Thought Leader: Ian Bremmer
August 31, 2021
Source: Link

As the last of the U.S. troops leave Afghanistan, one geopolitics expert thinks America’s longest war left us with one key lesson.

“The one big lesson is that as rightfully angry and scared as Americans were after 9/11, we made Afghanistan into an almost existential threat to the American homeland — and it was never that,” Eurasia Group Founder Ian Bremmer told Yahoo Finance Live (video above). “It was never a grade A national security priority for the U.S. It never merited a hundred-plus thousand servicemen and women on the ground, fighting a war and rebuilding a nation.”

The war cost the U.S. more than $2 trillion and lasted for two decades, leading to the deaths of nearly 2,500 American service members, nearly 4,000 U.S. contractors, and hundreds of thousands of Afghans.

“Remember why we went to Afghanistan in the first place? Because we were attacked by Osama bin Laden and Al-Qaeda on September 11, 2001, and they were based in Afghanistan,” President Joe Biden said during a press conference on Tuesday. “We delivered justice to bin Laden on May 2nd, 2011, over a decade ago. Al-Qaeda was decimated. … we succeeded in what we set out to do in Afghanistan over a decade ago, and we stayed for another decade.
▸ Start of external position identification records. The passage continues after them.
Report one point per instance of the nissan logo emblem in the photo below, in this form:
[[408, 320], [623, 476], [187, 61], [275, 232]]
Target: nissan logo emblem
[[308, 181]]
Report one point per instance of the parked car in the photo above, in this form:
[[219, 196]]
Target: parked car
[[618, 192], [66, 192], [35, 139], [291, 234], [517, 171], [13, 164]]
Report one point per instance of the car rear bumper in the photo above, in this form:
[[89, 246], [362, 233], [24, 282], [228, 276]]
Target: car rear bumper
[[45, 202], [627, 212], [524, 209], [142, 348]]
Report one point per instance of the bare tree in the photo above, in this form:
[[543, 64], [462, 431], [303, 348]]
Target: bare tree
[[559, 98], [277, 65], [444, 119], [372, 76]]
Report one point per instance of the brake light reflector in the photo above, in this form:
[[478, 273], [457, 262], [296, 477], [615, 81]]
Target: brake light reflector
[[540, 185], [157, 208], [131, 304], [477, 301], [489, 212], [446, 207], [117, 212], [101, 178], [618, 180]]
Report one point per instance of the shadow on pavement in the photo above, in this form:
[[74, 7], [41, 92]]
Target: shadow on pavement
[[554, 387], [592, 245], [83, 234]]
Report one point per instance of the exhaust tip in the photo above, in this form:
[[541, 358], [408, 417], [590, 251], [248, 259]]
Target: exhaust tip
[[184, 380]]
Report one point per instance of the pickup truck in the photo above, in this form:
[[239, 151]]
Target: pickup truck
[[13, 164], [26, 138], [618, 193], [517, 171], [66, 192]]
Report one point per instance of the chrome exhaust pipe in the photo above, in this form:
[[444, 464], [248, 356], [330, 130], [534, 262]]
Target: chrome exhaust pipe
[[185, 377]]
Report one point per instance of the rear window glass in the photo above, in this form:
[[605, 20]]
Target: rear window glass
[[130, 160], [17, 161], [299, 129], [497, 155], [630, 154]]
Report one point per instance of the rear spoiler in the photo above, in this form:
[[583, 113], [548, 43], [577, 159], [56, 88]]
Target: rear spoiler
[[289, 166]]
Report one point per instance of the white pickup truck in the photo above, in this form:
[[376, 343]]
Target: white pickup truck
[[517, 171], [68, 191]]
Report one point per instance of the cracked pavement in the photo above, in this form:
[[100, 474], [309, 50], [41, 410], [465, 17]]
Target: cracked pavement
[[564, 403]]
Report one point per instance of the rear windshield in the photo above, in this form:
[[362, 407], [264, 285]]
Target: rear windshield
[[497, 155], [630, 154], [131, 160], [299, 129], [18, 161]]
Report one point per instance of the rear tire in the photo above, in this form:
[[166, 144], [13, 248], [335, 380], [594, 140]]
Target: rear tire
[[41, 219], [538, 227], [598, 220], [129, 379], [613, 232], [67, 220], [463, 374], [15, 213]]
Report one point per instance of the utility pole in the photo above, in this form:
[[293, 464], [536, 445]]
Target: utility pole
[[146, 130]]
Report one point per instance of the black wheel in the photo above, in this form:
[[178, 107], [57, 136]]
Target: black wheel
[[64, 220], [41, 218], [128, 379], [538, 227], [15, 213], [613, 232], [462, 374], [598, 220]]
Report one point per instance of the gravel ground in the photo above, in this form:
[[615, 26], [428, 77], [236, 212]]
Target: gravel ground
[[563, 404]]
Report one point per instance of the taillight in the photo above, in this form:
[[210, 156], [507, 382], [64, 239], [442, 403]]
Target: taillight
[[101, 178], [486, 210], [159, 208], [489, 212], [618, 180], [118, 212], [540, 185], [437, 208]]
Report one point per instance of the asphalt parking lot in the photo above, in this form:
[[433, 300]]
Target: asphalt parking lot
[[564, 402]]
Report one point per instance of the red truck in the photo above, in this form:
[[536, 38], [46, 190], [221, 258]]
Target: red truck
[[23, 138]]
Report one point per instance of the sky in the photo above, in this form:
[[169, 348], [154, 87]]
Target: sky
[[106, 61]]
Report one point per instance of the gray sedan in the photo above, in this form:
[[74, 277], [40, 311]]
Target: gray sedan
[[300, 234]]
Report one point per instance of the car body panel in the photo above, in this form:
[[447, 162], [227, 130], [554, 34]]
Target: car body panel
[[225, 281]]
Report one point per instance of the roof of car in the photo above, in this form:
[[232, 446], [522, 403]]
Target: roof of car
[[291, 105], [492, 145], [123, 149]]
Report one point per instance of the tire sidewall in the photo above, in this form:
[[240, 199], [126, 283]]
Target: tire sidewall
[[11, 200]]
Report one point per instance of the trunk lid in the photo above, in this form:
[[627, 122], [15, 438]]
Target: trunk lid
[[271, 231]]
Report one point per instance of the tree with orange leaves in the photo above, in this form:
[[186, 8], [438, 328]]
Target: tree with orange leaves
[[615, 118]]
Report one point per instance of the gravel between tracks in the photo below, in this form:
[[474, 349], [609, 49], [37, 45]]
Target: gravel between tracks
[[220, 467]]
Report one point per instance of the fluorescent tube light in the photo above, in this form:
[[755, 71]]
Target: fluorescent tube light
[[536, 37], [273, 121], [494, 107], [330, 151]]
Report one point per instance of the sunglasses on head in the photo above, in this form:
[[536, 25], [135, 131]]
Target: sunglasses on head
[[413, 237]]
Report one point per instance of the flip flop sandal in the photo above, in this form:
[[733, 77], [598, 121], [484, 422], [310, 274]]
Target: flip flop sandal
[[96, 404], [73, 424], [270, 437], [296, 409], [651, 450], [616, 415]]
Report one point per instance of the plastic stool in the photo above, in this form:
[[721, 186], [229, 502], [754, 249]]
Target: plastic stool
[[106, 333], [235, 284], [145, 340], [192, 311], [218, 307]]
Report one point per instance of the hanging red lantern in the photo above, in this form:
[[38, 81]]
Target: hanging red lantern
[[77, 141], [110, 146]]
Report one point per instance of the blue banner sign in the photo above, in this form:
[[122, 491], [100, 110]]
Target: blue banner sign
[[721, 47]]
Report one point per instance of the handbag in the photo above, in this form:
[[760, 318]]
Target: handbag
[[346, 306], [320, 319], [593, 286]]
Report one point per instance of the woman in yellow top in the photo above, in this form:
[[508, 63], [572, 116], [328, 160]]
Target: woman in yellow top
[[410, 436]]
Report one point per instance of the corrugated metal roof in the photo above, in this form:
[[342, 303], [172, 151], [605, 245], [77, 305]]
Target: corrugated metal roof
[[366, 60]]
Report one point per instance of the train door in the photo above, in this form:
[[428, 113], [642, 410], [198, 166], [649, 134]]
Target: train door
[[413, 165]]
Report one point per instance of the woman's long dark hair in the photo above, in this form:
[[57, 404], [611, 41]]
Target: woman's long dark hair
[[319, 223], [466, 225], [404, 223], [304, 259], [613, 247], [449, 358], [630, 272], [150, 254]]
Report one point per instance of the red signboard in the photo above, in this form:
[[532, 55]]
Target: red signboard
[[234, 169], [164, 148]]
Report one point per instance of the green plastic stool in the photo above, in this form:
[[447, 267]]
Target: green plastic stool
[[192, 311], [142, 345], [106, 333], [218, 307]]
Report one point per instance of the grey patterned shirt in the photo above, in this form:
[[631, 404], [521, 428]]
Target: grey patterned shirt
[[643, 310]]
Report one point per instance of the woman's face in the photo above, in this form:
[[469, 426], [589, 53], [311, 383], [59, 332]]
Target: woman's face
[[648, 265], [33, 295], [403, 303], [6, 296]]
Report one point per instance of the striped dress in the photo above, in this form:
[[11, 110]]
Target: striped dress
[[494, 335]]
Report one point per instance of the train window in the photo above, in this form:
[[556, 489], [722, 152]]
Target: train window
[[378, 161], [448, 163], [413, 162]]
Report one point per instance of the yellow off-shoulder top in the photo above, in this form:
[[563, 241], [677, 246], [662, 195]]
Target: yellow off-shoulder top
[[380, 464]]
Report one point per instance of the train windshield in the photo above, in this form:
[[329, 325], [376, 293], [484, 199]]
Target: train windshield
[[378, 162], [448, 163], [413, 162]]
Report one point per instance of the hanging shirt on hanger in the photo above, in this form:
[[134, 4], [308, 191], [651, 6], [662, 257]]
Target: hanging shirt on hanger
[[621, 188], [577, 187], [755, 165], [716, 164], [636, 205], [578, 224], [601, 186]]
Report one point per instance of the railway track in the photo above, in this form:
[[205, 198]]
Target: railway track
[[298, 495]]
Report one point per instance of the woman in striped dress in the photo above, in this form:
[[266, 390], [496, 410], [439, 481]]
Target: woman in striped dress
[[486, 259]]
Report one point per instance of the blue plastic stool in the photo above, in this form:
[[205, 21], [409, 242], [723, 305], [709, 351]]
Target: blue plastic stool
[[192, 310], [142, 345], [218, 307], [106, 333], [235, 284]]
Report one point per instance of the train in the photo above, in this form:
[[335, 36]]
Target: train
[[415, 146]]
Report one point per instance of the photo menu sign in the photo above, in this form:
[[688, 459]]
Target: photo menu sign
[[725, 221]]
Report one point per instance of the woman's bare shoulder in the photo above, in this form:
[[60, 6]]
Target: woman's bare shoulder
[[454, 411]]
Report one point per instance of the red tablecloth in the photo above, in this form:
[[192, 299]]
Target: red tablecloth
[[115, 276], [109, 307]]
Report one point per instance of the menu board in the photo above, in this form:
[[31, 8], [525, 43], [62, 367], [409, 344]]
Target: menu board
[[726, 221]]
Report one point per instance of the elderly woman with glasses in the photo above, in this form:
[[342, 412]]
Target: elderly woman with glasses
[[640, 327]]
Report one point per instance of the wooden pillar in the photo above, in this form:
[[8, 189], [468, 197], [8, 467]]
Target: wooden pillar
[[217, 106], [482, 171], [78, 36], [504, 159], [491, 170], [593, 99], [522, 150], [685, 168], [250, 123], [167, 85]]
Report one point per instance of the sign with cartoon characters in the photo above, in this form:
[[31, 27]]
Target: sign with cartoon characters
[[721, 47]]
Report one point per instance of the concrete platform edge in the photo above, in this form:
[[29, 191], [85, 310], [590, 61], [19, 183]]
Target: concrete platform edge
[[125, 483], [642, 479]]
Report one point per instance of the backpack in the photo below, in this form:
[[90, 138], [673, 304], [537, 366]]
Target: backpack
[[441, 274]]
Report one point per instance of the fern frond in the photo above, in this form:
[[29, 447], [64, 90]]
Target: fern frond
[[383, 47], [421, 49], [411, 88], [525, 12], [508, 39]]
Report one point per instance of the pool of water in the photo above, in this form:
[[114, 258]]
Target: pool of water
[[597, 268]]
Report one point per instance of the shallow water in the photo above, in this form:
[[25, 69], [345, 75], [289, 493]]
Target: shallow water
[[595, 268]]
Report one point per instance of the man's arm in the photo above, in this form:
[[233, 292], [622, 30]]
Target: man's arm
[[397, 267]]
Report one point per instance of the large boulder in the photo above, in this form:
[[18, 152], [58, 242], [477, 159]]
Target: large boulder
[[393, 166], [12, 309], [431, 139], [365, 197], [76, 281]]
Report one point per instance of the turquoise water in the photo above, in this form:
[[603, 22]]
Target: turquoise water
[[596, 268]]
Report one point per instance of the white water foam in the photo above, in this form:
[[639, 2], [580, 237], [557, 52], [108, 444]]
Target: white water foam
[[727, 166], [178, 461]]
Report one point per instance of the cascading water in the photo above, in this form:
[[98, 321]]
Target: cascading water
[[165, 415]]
It was time to end this war.”

Bremmer added that the intense pressure to pull out of Afghanistan also signaled a shift in how the U.S. viewed itself.

“We need to reflect on why it is that in an enormously divided United States, one of the very few foreign policies that Democrats, Republicans, and independents can agree on is: Get the hell out of Afghanistan,” he said. “Why is it that a mission that the United States historically had a much easier time embracing — that of being the world’s policeman, that of being the cheerleader of American values and open society and human rights — why doesn’t that appeal to Americans any more, irrespective of what part of the political spectrum you’re on?”

Bremmer also questioned how America’s perception of itself would affect its relationship with allies.

“How should they think about the United States if we were in their shoes?” he asked. “Something we need to be considering going forward.”